BNPB dan Pertamina Dampingi Pelaksanaan Rehab Rekon

Kota Bima, Kahaba.- Direktur Pemulihan dan Peningkatan Sosial Ekonomi Kedeputian Bidang Rehabilitasi dan Rekonstruksi Badan Nasional Penanggulangan Bencana Daerah (BNPB) Siswanto Budi Prasodjo meninjau perkembangan pelaksanaan rehabilitasi dan rekonstruksi pasca banjir Kota Bima, Kamis (9/2).

Walikota Bima saat menerima kunjungan dari BNPB dan Pertamina. Foto: Hum

Siswanto didampingi tim rencana aksi rehabilitasi dan rekonstruksi dari unsur Badan Penanggulangan Bencana Daerah (BPBD) dan Dinas Pekerjaan Umum dan Penataan Ruang (PUPR) Kota Bima meninjau pengerjaan normalisasi drainase di berbagai wilayah Kota Bima.

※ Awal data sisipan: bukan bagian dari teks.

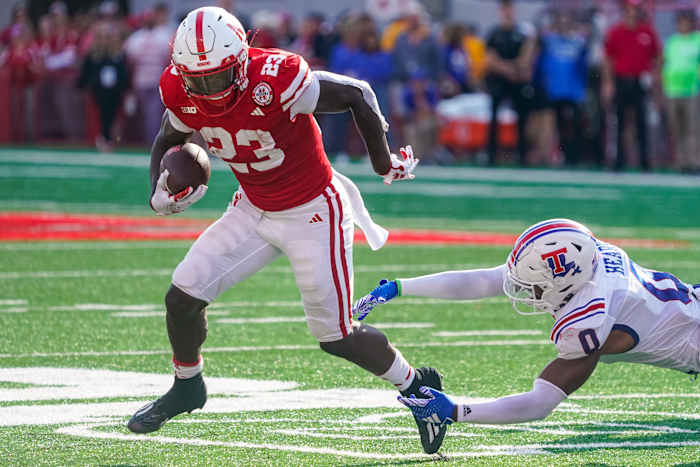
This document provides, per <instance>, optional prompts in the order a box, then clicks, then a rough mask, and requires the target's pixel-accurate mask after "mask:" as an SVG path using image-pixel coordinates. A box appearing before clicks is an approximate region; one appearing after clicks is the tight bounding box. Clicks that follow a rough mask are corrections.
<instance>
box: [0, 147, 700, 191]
mask: <svg viewBox="0 0 700 467" xmlns="http://www.w3.org/2000/svg"><path fill="white" fill-rule="evenodd" d="M18 161H19V162H21V163H34V164H41V165H47V164H51V165H59V166H60V165H64V166H71V165H74V166H81V167H84V166H93V167H132V168H147V167H148V157H145V156H144V155H131V154H112V155H109V154H99V153H79V154H76V153H72V154H71V153H70V152H62V151H44V150H25V149H21V150H18V149H3V150H0V163H6V164H8V163H9V164H17V163H18ZM212 169H213V170H217V171H225V172H228V171H230V169H229V168H228V166H227V165H226V164H224V163H222V162H220V161H219V160H218V159H216V158H212ZM336 169H337V170H339V171H340V172H341V173H343V174H345V175H349V176H366V177H371V176H374V173H373V172H372V170H371V167H370V165H369V164H338V165H336ZM420 175H421V178H425V179H430V178H432V179H436V180H478V181H486V182H521V183H547V184H561V185H567V186H572V185H576V186H582V185H611V186H641V187H643V186H658V187H679V188H698V187H700V181H698V179H697V177H694V176H690V175H675V174H656V173H655V174H619V173H610V172H600V171H578V170H576V171H569V170H555V169H550V170H540V169H534V170H527V169H526V170H523V169H490V168H479V167H449V168H447V167H429V166H425V167H421V168H420Z"/></svg>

Selain BNPB, hadir dari Pertamina yaitu Pjs. Operation Head Terminal BBM Bima Muhsin Budiono dam Spv. General Affair dan Security Galih Setiawan. Pertamina hadir untuk memberikan dukungan serta memperkuat koordinasi.

Seperti disampaikan oleh Pjs. Operation Head Terminal BBM Bima Muhsin Budiono, listrik, telekomunikasi dan bahan bakar merupakan bagian dari kebutuhan dasar dan harus terlibat dan mendukung pelaksanaan rehabilitasi dan rekonstruksi.

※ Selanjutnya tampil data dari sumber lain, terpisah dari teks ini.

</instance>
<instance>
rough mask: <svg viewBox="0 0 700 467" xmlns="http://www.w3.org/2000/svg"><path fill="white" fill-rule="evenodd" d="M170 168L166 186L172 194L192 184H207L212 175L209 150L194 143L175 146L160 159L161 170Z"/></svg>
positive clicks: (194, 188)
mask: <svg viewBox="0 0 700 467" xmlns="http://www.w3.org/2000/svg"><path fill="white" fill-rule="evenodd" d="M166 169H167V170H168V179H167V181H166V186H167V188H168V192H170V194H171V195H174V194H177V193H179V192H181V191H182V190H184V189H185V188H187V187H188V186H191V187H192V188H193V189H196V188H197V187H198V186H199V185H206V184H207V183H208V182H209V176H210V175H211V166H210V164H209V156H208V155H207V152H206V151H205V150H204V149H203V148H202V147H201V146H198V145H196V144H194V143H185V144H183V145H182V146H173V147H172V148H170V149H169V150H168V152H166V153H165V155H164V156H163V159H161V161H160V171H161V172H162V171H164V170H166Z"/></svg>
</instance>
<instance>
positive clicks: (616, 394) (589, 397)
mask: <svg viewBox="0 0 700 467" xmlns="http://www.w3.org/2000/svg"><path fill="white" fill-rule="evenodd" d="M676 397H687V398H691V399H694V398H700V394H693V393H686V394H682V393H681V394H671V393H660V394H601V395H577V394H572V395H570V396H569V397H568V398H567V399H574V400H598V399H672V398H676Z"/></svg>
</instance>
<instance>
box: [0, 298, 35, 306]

Bertemu di ruang kerjanya pada hari Walikota Bima M. Qurais H. Abidin menjelaskan kepada BNPB dan Pertamina, langkah utama yang sedang dilaksanakan adalah normalisasi sungai dan drainase. Hal ini mendesak karena curah hujan ekstrim masih berlangsung. Jika sungai dan drainase tidak berfungsi dengan baik maka ancaman banjir akan selalu ada.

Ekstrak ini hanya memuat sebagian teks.